My understanding (having worked in IT for a couple of decades) is that DevOps, like Agile, is a philosophy, rather than a concrete item. DevOps doesn't mean that all your coders should be sysadmins and all your sysadmins should be coders, and if you think that you're going to be perpetually disappointed in both. DevOps means that everyone in your organization has an understanding: that software must be developed in a way that is easy to support and maintain (especially in a degraded or failed state), and that deployment of software is a key step in the lifecycle of the success of a company. DevOps means a breakdown of the mythical wall between departments, and an understanding that that wall was always imaginary anyway -- that the teams working together are stronger and better off than the teams working against each other. It's not actually a new concept; the operational and development team being colocated in the same physical space (and sometimes the same physical body) goes back to the invention of mechanical computing and the work that Admiral Hopper did with the original thinking machines. The "tiger team" concept at NASA in the 60s was a definitive example of the DevOps concept. Not everyone has to know the same things or work the same way, but they do have to work together and they must have an understanding of the concepts and capabilities of the team as a whole.

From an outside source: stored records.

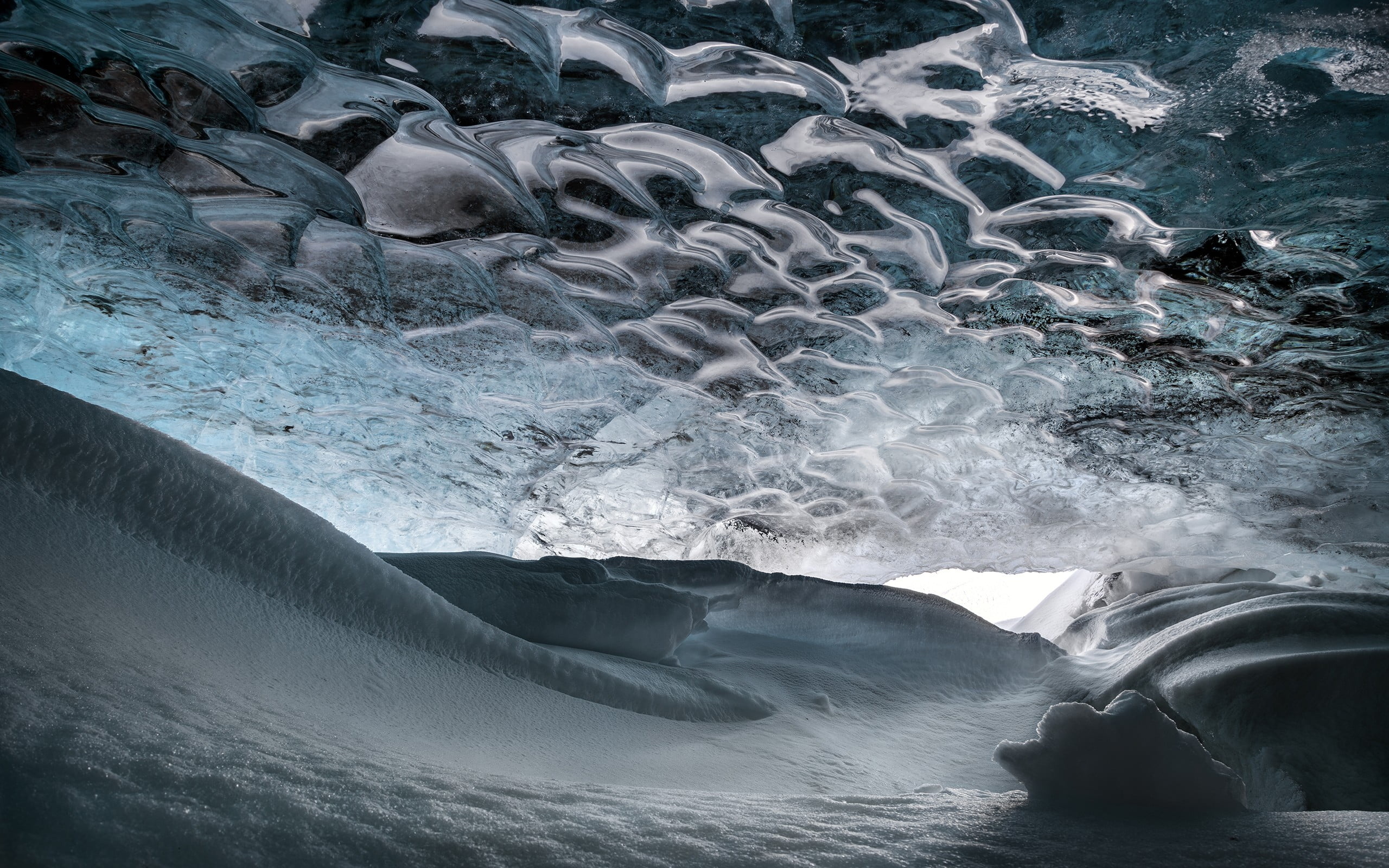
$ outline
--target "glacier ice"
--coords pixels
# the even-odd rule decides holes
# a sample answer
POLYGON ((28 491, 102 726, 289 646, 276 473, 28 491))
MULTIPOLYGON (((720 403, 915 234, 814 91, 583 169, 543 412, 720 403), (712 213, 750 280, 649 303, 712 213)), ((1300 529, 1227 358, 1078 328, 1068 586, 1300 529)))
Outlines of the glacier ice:
POLYGON ((15 3, 0 364, 378 550, 1385 544, 1356 14, 1053 60, 1088 31, 982 0, 376 6, 15 3), (1250 65, 1297 40, 1336 90, 1250 65))
POLYGON ((0 0, 0 861, 1374 864, 1383 32, 0 0))
POLYGON ((1004 742, 993 754, 1045 806, 1090 810, 1239 811, 1245 782, 1135 690, 1104 711, 1085 703, 1051 706, 1031 742, 1004 742))

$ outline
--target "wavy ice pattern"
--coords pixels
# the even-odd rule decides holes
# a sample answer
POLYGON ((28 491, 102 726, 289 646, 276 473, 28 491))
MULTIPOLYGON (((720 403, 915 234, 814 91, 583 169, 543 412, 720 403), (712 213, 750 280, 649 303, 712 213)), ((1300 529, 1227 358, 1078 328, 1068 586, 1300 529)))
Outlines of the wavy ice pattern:
POLYGON ((675 8, 0 6, 3 365, 381 550, 1374 574, 1363 17, 675 8))

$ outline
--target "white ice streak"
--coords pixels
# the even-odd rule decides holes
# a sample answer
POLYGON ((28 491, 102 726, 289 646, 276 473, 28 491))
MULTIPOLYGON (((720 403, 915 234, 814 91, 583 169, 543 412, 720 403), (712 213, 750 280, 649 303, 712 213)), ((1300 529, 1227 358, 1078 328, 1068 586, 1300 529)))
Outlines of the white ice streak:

Any organization's first principle after instantiation by default becomes 'secure the continued existence of this organization', or the organization itself fails. And so, sixty years later, we have the cultural mythos of the 10x software engineer deftly whipping up the perfect solutions to any given software problem and then dumping those brilliant lines of code onto the surly, recalcitrant systems administrator who either refuses to make the change, or does the change and somehow fucks it up. (And note, please, that the "creative" work is done by an 'engineer' while the "maintenance" work is done by an 'administrator', and let's not talk about salaries and job titles right now or this will turn into an even longer screed and I'll get distracted by the whole "full stack" thing and we'll be here all night.) But that's almost never how it works, on either end; it's a myth from soup to nuts. In my entire career, I may have known exactly one engineer who would be considered "10x", and he was always, always cognizant of the difficulties of deployment in a live environment. Conversely, I've only ever known one surly sysadmin, and he was so disruptive to the team morale that he didn't make it to his 90-day review.

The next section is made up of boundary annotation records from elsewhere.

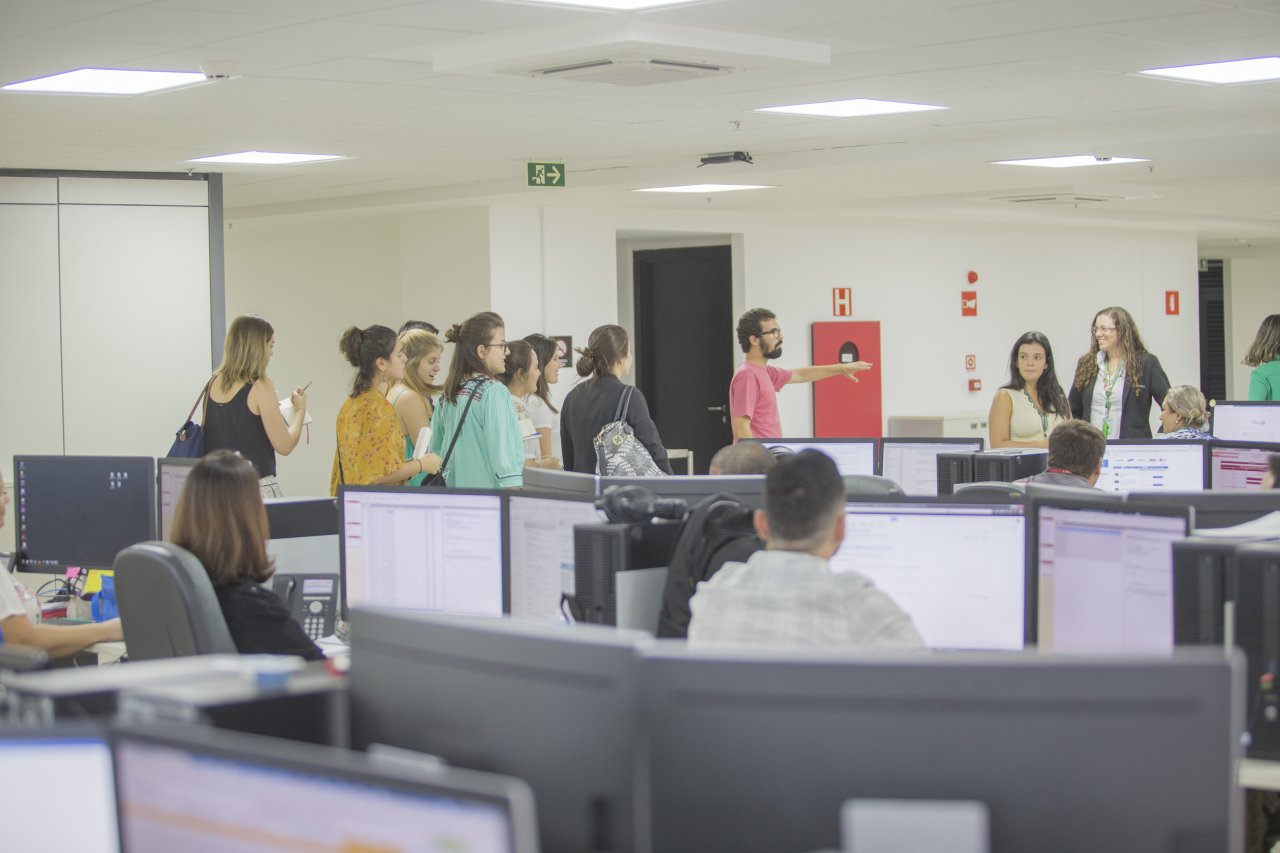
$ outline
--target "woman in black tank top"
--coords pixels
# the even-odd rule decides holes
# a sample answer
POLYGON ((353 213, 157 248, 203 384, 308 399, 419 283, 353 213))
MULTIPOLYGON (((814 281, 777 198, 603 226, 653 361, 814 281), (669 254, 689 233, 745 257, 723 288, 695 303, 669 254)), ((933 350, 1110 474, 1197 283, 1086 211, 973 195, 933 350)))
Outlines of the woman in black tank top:
POLYGON ((260 316, 238 316, 227 330, 223 364, 210 380, 205 402, 205 452, 238 451, 257 469, 262 497, 280 497, 275 455, 288 456, 298 444, 307 394, 296 388, 288 421, 276 403, 266 365, 275 347, 275 329, 260 316))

DevOps, like Agile, is a philosophy. It's not something you can enter on a spreadsheet or write a purchase order for, no matter what the C-level executives would like to believe. It's an understanding that your managers have with their team members and your team has with each other and with the organization as a whole. It's not something that goes on an audit list and gets checked off during the rundown. And the failure of organizations to understand that is both costly and pointless in the long run.